Take a look at Nicki Minaj, who performed not once, but twice at the VMAs this year. She took the stage the first time with her song, “Anaconda,” which I could quite possibly write an entire article about on its own. I would write some of the lyrics to give you context if you have not heard the song, but upon reading them I could not find more than two lines that didn’t say something that couldn’t double as pornography. But this rap song masquerading as music was one of the most talked about points of the show, while Minaj stood on stage gyrating and murdering everything good that once was about the music world with every twerk.

I would be totally fine with this if there were something else going on with the performances. Any of the performances. Just give us one outlier (not including Taylor Swift, please) that is not like the rest of them. If they would have thrown in just one performance by Arctic Monkeys, I would have been more than satisfied. Well, maybe not totally satisfied. Because shockingly enough, the biggest outrage of the 2014 Video Music Awards was not the performances. It was the Rock Video of the Year category.
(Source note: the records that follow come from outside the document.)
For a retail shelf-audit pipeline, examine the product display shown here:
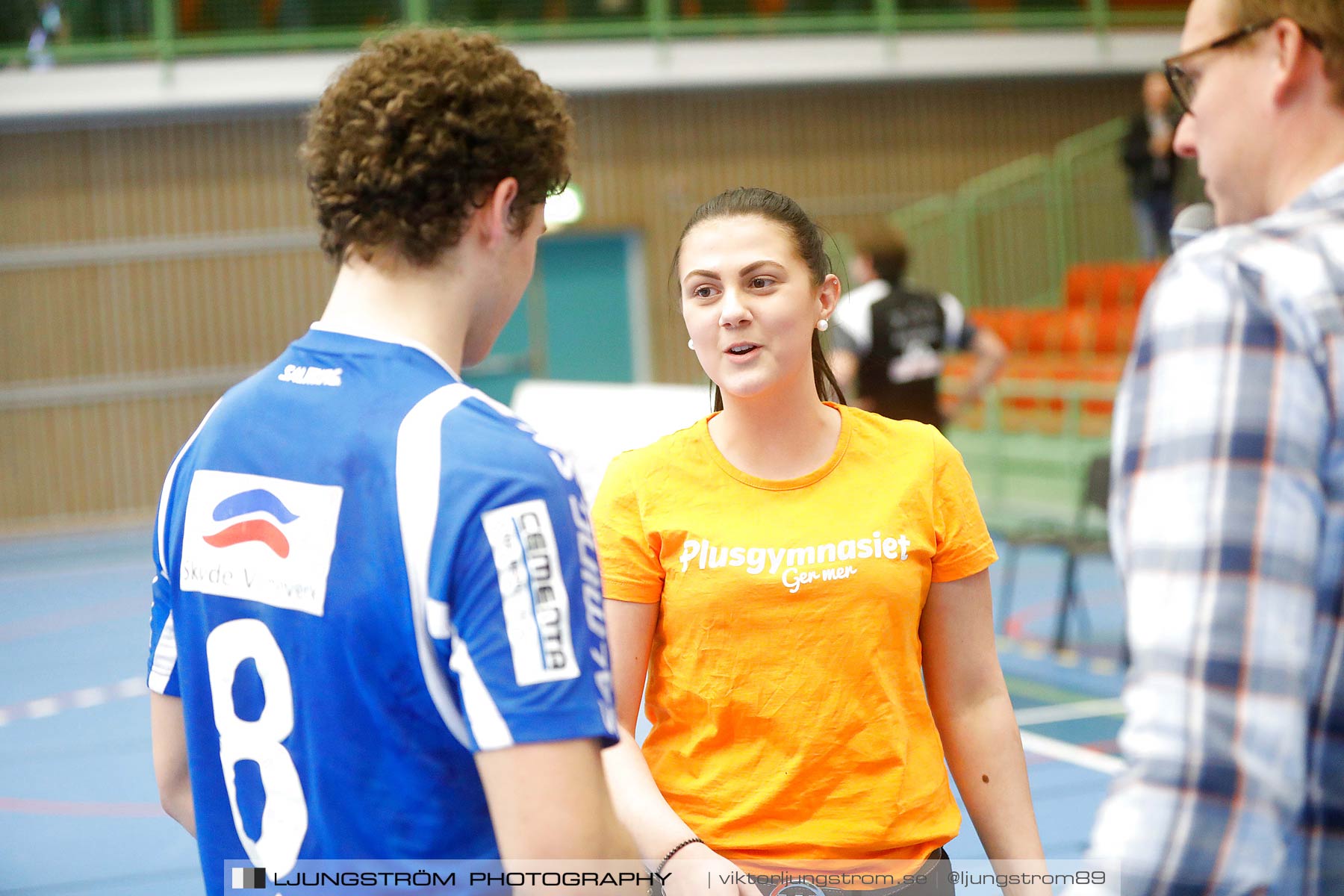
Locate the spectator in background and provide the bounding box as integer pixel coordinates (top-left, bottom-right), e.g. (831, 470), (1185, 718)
(1071, 0), (1344, 896)
(1121, 71), (1177, 258)
(28, 0), (70, 69)
(830, 234), (1008, 429)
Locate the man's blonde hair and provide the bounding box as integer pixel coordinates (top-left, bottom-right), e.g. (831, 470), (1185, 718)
(1225, 0), (1344, 106)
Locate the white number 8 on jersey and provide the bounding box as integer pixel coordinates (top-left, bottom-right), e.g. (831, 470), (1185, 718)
(205, 619), (308, 876)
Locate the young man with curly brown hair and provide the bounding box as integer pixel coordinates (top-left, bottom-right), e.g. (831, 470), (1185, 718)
(148, 31), (635, 896)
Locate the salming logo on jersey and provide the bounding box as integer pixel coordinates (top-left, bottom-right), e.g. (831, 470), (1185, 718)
(205, 489), (299, 559)
(481, 498), (579, 685)
(178, 470), (343, 617)
(276, 364), (346, 385)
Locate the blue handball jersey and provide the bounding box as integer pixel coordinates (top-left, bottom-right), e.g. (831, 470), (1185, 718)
(148, 325), (615, 895)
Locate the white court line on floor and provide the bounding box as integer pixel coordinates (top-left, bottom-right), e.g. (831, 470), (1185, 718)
(0, 676), (149, 727)
(1015, 697), (1125, 726)
(1021, 731), (1125, 775)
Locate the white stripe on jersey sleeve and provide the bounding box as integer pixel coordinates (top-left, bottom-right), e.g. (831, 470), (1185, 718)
(449, 634), (514, 750)
(149, 610), (178, 693)
(155, 399), (225, 585)
(425, 597), (453, 641)
(396, 383), (484, 750)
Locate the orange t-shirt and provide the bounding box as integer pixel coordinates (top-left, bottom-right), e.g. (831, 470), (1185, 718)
(593, 407), (996, 868)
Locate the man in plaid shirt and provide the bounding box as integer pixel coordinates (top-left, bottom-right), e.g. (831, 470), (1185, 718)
(1072, 0), (1344, 896)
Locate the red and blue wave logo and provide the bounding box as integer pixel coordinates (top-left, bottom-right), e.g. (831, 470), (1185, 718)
(202, 489), (299, 560)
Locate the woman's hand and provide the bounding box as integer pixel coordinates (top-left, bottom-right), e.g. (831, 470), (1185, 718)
(662, 844), (761, 896)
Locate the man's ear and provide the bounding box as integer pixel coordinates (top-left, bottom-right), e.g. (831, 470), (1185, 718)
(476, 177), (517, 246)
(1270, 19), (1324, 104)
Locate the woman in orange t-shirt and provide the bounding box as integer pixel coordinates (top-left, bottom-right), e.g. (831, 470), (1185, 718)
(593, 190), (1050, 896)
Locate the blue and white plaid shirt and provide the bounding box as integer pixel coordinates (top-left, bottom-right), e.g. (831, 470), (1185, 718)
(1075, 167), (1344, 896)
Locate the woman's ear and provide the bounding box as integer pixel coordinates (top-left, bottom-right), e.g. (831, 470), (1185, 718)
(817, 274), (840, 320)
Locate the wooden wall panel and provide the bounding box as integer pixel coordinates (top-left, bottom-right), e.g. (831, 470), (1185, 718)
(0, 392), (219, 532)
(0, 250), (332, 385)
(0, 78), (1137, 528)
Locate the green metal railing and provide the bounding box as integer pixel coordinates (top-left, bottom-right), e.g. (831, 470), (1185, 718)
(7, 0), (1186, 64)
(890, 118), (1139, 533)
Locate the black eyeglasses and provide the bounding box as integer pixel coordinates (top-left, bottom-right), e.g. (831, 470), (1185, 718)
(1163, 19), (1325, 116)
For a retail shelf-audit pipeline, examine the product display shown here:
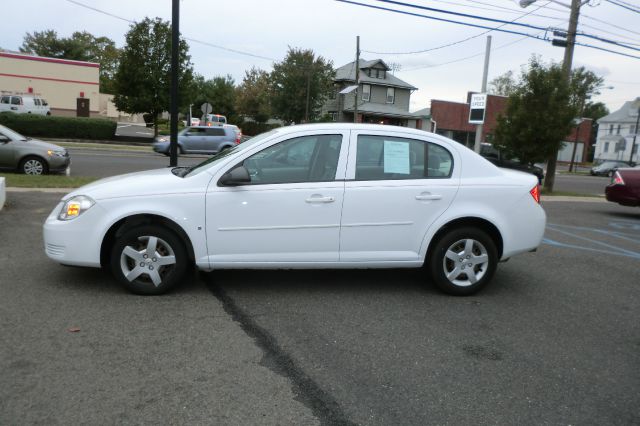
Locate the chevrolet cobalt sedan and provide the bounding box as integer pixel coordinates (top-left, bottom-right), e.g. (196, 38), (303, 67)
(44, 123), (546, 295)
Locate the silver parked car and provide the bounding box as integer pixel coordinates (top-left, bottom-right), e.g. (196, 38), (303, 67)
(153, 126), (240, 155)
(0, 125), (71, 175)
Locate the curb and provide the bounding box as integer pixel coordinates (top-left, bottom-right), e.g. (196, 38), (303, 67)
(0, 177), (7, 210)
(0, 186), (607, 202)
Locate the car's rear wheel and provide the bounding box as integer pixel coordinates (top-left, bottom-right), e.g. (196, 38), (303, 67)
(428, 228), (498, 296)
(19, 156), (49, 175)
(110, 225), (188, 295)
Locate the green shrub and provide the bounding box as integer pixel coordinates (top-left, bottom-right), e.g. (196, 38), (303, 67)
(0, 113), (117, 140)
(238, 121), (280, 136)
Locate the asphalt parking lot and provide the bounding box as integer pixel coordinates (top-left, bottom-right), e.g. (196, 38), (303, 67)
(0, 192), (640, 425)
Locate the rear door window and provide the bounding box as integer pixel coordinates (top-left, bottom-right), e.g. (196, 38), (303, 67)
(355, 135), (453, 180)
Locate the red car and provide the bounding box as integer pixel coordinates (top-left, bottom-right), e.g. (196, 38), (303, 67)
(604, 167), (640, 207)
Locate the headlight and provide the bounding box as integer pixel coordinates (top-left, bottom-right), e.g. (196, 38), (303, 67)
(58, 195), (96, 220)
(47, 149), (67, 157)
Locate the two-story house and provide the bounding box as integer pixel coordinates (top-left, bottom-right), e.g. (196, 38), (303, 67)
(322, 59), (422, 128)
(594, 97), (640, 163)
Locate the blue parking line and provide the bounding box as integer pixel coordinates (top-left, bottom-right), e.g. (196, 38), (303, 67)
(548, 226), (640, 259)
(542, 238), (640, 259)
(547, 223), (640, 244)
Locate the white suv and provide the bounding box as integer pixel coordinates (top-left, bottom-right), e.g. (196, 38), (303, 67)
(0, 95), (51, 115)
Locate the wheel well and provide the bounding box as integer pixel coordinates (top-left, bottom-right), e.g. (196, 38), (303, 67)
(18, 154), (49, 170)
(425, 217), (503, 262)
(100, 214), (195, 268)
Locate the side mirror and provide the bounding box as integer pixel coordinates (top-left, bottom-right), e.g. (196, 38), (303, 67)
(218, 166), (251, 186)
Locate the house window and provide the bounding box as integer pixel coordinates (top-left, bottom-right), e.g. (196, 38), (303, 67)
(362, 84), (371, 102)
(387, 87), (396, 104)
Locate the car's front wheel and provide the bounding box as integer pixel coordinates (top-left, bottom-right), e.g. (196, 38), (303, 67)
(20, 156), (49, 175)
(428, 228), (498, 296)
(111, 225), (188, 295)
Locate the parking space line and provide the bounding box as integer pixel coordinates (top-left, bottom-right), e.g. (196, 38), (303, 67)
(542, 238), (640, 259)
(547, 225), (640, 259)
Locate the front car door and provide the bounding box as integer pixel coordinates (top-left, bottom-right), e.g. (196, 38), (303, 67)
(340, 131), (460, 266)
(206, 131), (349, 269)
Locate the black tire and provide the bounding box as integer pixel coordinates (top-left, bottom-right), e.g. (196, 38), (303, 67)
(110, 225), (189, 295)
(18, 155), (49, 175)
(427, 227), (499, 296)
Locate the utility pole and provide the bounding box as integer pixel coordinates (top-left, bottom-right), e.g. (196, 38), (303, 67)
(473, 36), (491, 154)
(629, 106), (640, 163)
(544, 0), (582, 192)
(353, 36), (360, 123)
(169, 0), (179, 167)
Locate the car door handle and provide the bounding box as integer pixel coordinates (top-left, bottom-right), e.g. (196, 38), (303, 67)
(304, 195), (336, 203)
(416, 193), (442, 201)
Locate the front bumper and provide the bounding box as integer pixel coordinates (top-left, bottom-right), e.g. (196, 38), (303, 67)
(42, 202), (102, 267)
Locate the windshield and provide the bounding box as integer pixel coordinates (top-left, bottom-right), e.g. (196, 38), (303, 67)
(0, 124), (27, 141)
(183, 130), (277, 177)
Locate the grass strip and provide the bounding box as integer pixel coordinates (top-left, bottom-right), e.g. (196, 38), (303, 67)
(0, 173), (100, 188)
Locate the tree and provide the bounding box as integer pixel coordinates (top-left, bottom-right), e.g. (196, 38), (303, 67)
(20, 30), (120, 93)
(271, 47), (335, 123)
(236, 67), (271, 123)
(489, 71), (516, 96)
(494, 56), (602, 192)
(113, 18), (193, 136)
(192, 75), (237, 123)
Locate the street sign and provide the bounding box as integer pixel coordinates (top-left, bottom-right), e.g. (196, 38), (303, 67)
(469, 93), (487, 124)
(200, 102), (213, 115)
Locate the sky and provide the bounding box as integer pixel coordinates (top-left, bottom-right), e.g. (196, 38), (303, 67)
(0, 0), (640, 112)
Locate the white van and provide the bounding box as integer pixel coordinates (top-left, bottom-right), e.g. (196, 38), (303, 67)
(0, 94), (51, 115)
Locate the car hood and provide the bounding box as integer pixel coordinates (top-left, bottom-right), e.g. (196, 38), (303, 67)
(64, 167), (211, 201)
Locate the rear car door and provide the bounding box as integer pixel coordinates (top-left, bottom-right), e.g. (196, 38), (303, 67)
(340, 131), (460, 263)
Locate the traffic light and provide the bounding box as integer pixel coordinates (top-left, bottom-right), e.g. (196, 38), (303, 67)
(551, 30), (567, 47)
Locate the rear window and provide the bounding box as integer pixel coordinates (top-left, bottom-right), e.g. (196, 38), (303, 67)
(356, 135), (453, 180)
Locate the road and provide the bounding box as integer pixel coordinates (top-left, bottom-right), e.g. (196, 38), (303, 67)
(69, 147), (611, 195)
(0, 192), (640, 425)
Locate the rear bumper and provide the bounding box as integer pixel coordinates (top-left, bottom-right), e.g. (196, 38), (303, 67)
(604, 184), (640, 207)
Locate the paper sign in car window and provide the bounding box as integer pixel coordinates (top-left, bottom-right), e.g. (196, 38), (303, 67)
(384, 141), (411, 175)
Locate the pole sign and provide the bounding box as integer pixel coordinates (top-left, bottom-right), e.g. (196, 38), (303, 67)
(469, 93), (487, 124)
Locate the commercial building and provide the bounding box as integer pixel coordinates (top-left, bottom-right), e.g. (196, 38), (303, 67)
(0, 50), (131, 121)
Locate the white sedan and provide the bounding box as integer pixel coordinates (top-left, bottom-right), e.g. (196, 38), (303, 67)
(44, 123), (546, 295)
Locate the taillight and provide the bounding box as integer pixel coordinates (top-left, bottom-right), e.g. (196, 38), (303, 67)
(529, 185), (540, 204)
(611, 172), (624, 185)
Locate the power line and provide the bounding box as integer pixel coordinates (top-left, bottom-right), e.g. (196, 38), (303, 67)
(605, 0), (640, 13)
(375, 0), (640, 51)
(66, 0), (277, 62)
(363, 1), (551, 55)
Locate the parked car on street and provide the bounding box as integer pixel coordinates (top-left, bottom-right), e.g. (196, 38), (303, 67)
(604, 166), (640, 207)
(480, 143), (544, 184)
(0, 125), (71, 175)
(0, 94), (51, 115)
(43, 123), (546, 295)
(589, 160), (631, 177)
(153, 126), (240, 155)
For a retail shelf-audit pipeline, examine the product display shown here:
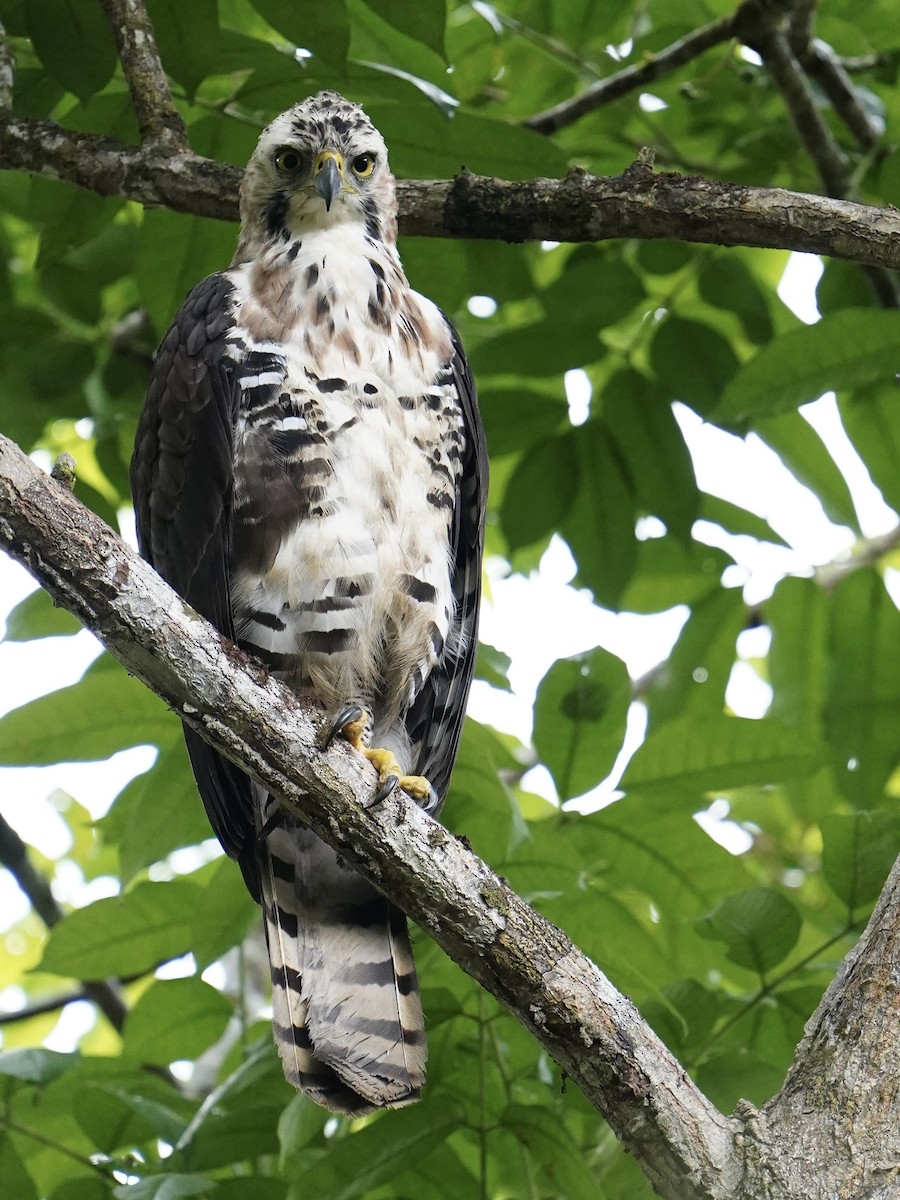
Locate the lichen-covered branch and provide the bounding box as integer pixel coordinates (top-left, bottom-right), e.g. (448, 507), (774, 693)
(100, 0), (187, 150)
(0, 437), (739, 1200)
(0, 118), (900, 268)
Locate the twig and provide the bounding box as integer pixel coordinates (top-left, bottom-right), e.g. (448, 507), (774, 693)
(0, 22), (16, 113)
(522, 13), (739, 133)
(800, 40), (882, 150)
(754, 31), (851, 197)
(0, 816), (127, 1032)
(100, 0), (187, 150)
(0, 437), (739, 1200)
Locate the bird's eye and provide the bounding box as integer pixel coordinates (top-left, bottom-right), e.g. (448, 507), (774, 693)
(350, 154), (374, 179)
(275, 146), (300, 175)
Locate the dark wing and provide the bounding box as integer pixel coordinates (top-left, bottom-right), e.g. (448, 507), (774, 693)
(131, 275), (259, 895)
(406, 322), (487, 804)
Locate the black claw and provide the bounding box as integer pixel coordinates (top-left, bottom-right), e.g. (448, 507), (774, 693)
(322, 704), (362, 750)
(368, 775), (400, 809)
(419, 786), (440, 817)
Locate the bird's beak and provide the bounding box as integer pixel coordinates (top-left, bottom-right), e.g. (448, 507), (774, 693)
(313, 150), (343, 211)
In past years, legends have been nominated for this prestigious award. In 2006 there was Green Day, Panic! At The Disco, Red Hot Chili Peppers and the winner of the group was AFI with “Miss Murder”. Even in 2008, the nominees included Fall Out Boy, Paramore, Slipknot and Foo Fighters. This year, however, is where it all went wrong. There wasn’t an awful selection as far as nominations go, including Arctic Monkeys, Imagine Dragons, Linkin Park and The Black Keys. There was one more nominee, however, the one who would go on to win the category that made the mix awry.

Are you ready? Have you prepared yourself?

Lorde, with her song “Royals,” won the award for best rock video.

Let it be known that I do not have much against Lorde. I mean, the girl is only 17 years old and she has already dominated the pop radio stations, topping the charts with both “Royals” and “Team.” She is clearly some kind of marketing genius (though I do not understand her dance moves). However, to say that her music even comes close to qualifying as rock or alternative or anything relating even distantly to those two words is completely insane. The fact that she was nominated would have been enough for me to be angry, but the fact that she won over Arctic Monkeys and Linkin Park is an outrage. I honestly think that this win has single-handedly displayed the end of rock music as a whole.

So what can we do about it? It’s simple. Change how we look at music. Celebrate diversity in your Spotify playlists. Try new things, if you like it, great. If not, it’s not like you wasted a tremendous amount of time listening to a short song. If we collectively expand our horizons and try new things involving all different types of music, we can carry on the legacy of all the genres we love. Soon there won’t be any genres at all, just one big collective blob of techno-esque beats with an overlay reminiscent of a fifth grader who just learned what swear words are. So stop the genocide of genres, and try new things today. Maybe if enough of us think to challenge what we hear on the radio and think for ourselves in deciding what we like to listen to, maybe we will get back to Green Day alongside Shakira, instead of Nicki Minaj and some other pop star exactly like her.